Allocution du Secrétaire général à l'occasion de la Conférence au sommet de l'Organisation de l'unité africaine

09 Juillet 2001



9 juillet 2001




Lusaka, 9 juillet – La déclaration suivante a été faite aujourd'hui par le Secrétaire général des Nations Unies, M. Kofi Annan au Sommet de l'Organisation de l'unité africaine, à Lusaka (Zambie) :

«C’est pour moi un privilège spécial d’avoir de nouveau l’occasion de me joindre à vous pour la Conférence au sommet de l’Organisation de l’unité africaine. Je tiens à rendre hommage au Président Chiluba qui accueille cette réunion à Lusaka à ce stade crucial où l’Afrique cherche à prendre un nouveau départ sur la voie de la paix et du développement durable. Je voudrais aussi vous remercier vivement de vous être prononcés fermement dès le début pour ma réélection au poste de Secrétaire général de l’Organisation des Nations Unies. Je prends l’engagement de consacrer à l’Afrique pendant mon deuxième mandat tout autant d’énergie que pendant le premier, et d’oeuvrer avec vous pour donner à notre continent la priorité qu’il mérite dans l’action de la communauté internationale.

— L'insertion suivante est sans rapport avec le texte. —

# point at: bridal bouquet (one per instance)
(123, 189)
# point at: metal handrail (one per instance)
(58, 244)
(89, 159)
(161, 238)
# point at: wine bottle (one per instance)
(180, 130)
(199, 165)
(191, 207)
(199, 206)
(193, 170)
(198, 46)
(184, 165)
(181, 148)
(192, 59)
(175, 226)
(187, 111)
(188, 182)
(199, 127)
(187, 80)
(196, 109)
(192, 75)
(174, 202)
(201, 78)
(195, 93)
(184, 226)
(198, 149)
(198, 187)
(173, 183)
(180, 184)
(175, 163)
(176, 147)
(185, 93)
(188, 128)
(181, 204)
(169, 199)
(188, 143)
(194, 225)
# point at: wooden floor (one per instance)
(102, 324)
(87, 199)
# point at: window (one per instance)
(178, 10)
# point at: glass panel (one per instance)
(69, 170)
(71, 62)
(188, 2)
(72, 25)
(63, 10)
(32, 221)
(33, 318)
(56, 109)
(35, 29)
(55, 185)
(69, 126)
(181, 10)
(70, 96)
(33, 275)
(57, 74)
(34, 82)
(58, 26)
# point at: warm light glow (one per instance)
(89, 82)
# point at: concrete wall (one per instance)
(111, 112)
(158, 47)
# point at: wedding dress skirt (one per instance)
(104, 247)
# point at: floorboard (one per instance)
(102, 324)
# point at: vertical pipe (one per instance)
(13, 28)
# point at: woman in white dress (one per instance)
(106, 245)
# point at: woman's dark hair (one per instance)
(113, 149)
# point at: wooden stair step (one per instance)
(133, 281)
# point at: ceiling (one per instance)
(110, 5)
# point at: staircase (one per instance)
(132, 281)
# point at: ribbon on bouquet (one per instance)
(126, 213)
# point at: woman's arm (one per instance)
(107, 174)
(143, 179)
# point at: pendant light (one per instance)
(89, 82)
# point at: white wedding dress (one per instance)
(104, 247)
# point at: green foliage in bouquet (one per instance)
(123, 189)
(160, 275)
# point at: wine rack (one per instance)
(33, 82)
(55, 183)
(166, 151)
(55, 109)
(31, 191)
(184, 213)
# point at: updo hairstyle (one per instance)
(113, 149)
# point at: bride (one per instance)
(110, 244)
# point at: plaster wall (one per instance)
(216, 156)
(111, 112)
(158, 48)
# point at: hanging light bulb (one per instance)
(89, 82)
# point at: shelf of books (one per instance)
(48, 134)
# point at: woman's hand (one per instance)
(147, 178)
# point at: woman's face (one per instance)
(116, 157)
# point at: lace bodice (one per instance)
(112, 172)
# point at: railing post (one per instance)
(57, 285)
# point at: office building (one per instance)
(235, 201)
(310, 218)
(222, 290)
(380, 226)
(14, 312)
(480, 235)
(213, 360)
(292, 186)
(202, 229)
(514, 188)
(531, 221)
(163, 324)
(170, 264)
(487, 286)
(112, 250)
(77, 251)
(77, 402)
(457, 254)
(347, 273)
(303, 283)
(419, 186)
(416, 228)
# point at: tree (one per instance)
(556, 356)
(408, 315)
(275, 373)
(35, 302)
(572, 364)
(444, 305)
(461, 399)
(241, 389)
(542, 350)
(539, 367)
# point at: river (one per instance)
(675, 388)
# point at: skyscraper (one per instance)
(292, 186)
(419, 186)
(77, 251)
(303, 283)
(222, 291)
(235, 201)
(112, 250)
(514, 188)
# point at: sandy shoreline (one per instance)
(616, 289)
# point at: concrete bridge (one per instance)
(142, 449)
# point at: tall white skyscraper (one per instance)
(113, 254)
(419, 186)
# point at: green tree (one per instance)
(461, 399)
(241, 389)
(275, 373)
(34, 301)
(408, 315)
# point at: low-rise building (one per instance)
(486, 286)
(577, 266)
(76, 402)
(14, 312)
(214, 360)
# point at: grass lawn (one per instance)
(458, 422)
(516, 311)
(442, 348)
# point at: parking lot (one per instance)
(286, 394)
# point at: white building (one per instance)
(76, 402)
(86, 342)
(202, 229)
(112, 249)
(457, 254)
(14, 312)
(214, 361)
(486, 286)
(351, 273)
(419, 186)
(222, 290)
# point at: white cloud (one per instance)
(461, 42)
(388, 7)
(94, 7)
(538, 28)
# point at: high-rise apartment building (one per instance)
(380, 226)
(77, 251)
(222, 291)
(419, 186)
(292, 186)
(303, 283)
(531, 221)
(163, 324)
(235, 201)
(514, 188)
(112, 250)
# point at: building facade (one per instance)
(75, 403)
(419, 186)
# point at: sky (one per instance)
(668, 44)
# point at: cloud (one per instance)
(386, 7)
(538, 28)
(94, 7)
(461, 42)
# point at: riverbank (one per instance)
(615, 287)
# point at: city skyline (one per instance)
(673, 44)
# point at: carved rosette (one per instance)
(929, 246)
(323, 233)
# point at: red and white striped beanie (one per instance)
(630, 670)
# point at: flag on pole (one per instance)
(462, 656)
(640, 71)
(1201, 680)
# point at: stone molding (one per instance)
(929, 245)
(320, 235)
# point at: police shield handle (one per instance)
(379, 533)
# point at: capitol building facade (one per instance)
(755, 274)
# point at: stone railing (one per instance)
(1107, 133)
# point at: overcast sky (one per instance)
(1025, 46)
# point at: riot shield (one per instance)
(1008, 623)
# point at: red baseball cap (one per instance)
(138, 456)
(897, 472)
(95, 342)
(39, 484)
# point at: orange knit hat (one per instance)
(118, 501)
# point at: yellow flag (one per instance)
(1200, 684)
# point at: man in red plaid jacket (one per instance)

Cette conférence au sommet porte en elle une grande promesse pour les peuples d’Afrique, la promesse qu’elle restera gravée dans les mémoires pour avoir lancé l’Union africaine et avoir résolument engagé le continent tout entier sur la voie de la paix et du développement. Il ne sera pas facile pourtant de donner corps à cette promesse. Si vous ne vous y attelez pas avec la plus grande détermination, vous, les dirigeants de l’Afrique en ce début du XXIe siècle, elle ne deviendra pas réalité. Cette entreprise historique exigera du dynamisme, du courage et une disposition à abandonner les voies du passé pour être aussi fructueuse pour l’Afrique que l’Union européenne l’a été pour l’Europe. Tel doit être notre but – reconstruire, comme l’Europe l’a fait, après une série de guerres dévastatrices, en nous unissant par delà les divisions d’antan pour créer un continent caractérisé par la paix, la coopération, le progrès économique et la primauté du droit.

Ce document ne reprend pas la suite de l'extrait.